I have a friend who often tells me how much he has written. He’s all like – “yeah, today I finished that story I was working on and started a new one, got ten pages down.” When the writing is not going well for me, which is most of the time, I’d like to whack him in the face with his own well-thumbed copy of Infinite Jest. So can you tell me – how much should a self-respecting writer actually produce on any given day? Like, how many pages?
Unprolific in Utah
This is a very timely question because in a couple of days, writers around the world will be launching into the tenth annual NaNoWriMo, or National Novel Writing Month, the aim of which is to complete a 50,000 word manuscript over the month of November – a daily average of 1667 words, or about six pages. There are many good reasons to take part in NaNoWriMo. It provides a jolt of energy, community, and a big challenge, all of which help some people to up their game and realign their priorities. And I’m sure it can be fun.
But Unprolific, do you need me to tell you that the real writing life is about quality, not quantity? Anyone can rattle off 1667 words a day – making those words good enough to publish is a whole different story. Writers are not cows. There’s no minimum yield. And there are innumerable stories about extremely talented writers who work very, very slowly. Recently:
Junot Diaz spent ten years working on The Brief Wondrous World of Oscar Wao, which, at 352 pages, comes out to a production rate of just over 32 pages a year.

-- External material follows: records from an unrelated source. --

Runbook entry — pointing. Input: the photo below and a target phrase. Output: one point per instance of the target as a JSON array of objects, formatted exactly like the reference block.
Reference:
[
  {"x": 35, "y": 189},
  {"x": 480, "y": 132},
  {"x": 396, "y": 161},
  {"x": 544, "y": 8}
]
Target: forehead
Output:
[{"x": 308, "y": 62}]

Lorrie Moore had a fourteen year gap between her last novel and her new one, A Gate at The Stairs, which averages out to 22-and-a-bit pages a year.

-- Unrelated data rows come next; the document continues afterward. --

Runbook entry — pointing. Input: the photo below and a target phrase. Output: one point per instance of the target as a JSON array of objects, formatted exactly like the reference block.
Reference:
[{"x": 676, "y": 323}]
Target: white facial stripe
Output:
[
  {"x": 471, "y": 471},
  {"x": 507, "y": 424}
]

Ian Frazier’s new nonfiction book about Siberia has been approximately sixteen years in the making so far, and he’s not done with it yet.

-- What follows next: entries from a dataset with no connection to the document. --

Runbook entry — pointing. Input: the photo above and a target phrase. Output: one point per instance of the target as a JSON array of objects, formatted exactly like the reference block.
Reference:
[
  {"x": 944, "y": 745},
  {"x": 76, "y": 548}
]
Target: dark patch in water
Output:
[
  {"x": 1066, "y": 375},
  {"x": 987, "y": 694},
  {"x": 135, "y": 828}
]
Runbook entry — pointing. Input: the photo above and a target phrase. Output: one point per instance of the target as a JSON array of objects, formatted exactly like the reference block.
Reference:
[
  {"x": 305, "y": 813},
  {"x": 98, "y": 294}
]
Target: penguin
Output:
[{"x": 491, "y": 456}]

These writers have been working on other things alongside their books, of course, and I’m sure no one actually thinks that they have split their production time equally over each year as my amortized page counts suggest. But I, for one, find their examples more inspiring and encouraging than a whole independent bookstore full of NaNoWriMo-ers.
I think that a regular – if not daily – engagement with your work is crucial. Without that engagement, the writing can wither and die, like a plant that hasn’t been tended. Writing is a living thing, after all, isn’t it? Daily engagement doesn’t always result in the production of pages, though. It can lead, instead, to a realization, an idea, a new way of structuring the work, some character development, some revision.
You might write and write and write one day and feel really good about what you have produced, come back the next day and delete every sentence but one, start over, and then do it all again the day after that. You might struggle for several hours just to force out one paragraph, which you hate. You might write an excellent scene that has no place in your manuscript. These are all good writing days in my book.
A quick, informal poll of my writing friends revealed that almost no one measures their production in term of pages or word count. It’s almost always about time spent at the coal face of the work, and even that can vary enormously from one writer to the next, according to life circumstances and each writer’s personal definition of what feels like enough.
Guilt over supposed “underproduction” is just one of the ways we beat ourselves up, as writers. And what good does beating ourselves up do, ultimately? Most of the time, I think it just gets in the way, consuming mental energy that could be channeled into something more useful. This self-flagellation comes from a desire to produce, to push ourselves, perhaps – which is a useful drive to have. But if you engage regularly, tend your writerly garden, that urge should be met. Engage, and the production will take care of itself, in its own sweet time.
And so, yeah, your prolific writing friend sounds like he’s either Dave Eggers*, a NaNoWriMo-er, or a literary size-queen: trying to make up in volume what he lacks in technique. Real writers do it slowly. Make that your new mental bumper sticker.
*Don’t think about Joyce Carrol Oates or Dave Eggers. Their rates of production are so far outside of the norm that contemplating them can bring on nausea. You can’t compare yourself to the freakishly prolific – no good will come of it.